Data Sharing Initiatives
The importance of data sharing and its potential in healthcare was really highlighted by the pandemic. A spotlight was cast on all the shortcomings and deficiencies on the flow of information with siloed data sitting at different institutions across the country and around the world. As COVID spread, there was a demand and expectation of collaboration between healthcare institutions and public health that didn’t necessarily exist. These bridges and tunnels of data sprang up quickly but perhaps arguably should have already been in place. But even before the pandemic, there was recognition that data sharing could be powerful, especially in the realm of public health.
One great example of data sharing for public health is the New York City Macroscope that was developed in 2013. A team of public health professionals were able to leverage medical data stored in primary care electronic medical records from multiple health institutions in NYC. This data was then used to track chronic diseases such as hypertension and obesity in adults throughout the city. Researchers are now able to answer targeted questions and estimate the health of NYC residents easily.
Another interesting data-driven public health initiative is the Childhood Obesity Data Initiative (CODI). The Centers for Disease Control and Prevention (CDC) partnered with MITRE to tackle childhood obesity with data. They recognized that this is a complex issue that encompasses many different factors – individual and community. This initiative set out to bring together different types of data that would give information not only on demographics and clinical health outcomes but also about participation in community programs. This is another great example of how data-sharing can help track chronic diseases in different populations and help us understand and prevent diseases.
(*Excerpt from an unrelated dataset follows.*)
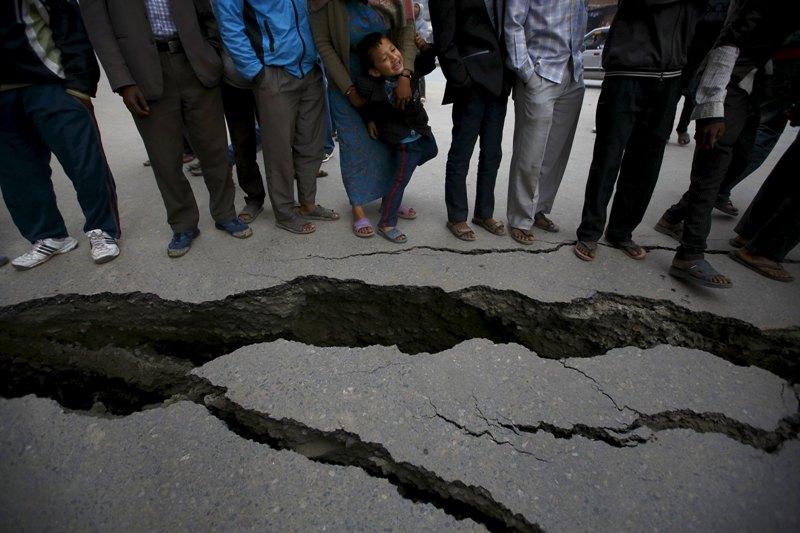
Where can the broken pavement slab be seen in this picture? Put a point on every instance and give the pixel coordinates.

Healthcare institutions have recognized the potential of regularly collected data, but how data can be obtained varies substantially. I recently learned of an “umbrella protocol” that was implemented at University of Texas Health Science Center at Houston. This protocol was submitted as “Clinical and administrative data reuse for research and quality improvement” to the Committee for the Protection of Human Subjects. This “protocol stipulates that no project-specific CPHS (IRB) approval is required as long as the following criteria are satisfied: 1. Data do no leave the servers maintained by the Biomedical Informatics Group, 2. No identifiable data are shared with individual researchers or published, and 3. No contact is made with patients (e.g., to collect additional data)”. By setting up this protocol, they were able to provide data to investigators within 1 day for internal requests and 3 days for researchers. As someone that has previously waited weeks to months for data, this is amazing.
Large improvements in healthcare can be made with data sharing within and between healthcare institutions as well as collaborations with other institutions such as public health. There are many challenges and barriers that need to be overcome as mentioned above as well as identifying good, reliable data. Strides have been made in making data more accessible but we still have a long way to go. More information about data sharing in the health care industry can be found in the review article: Sharing is Caring – Data Sharing Initiatives in Healthcare.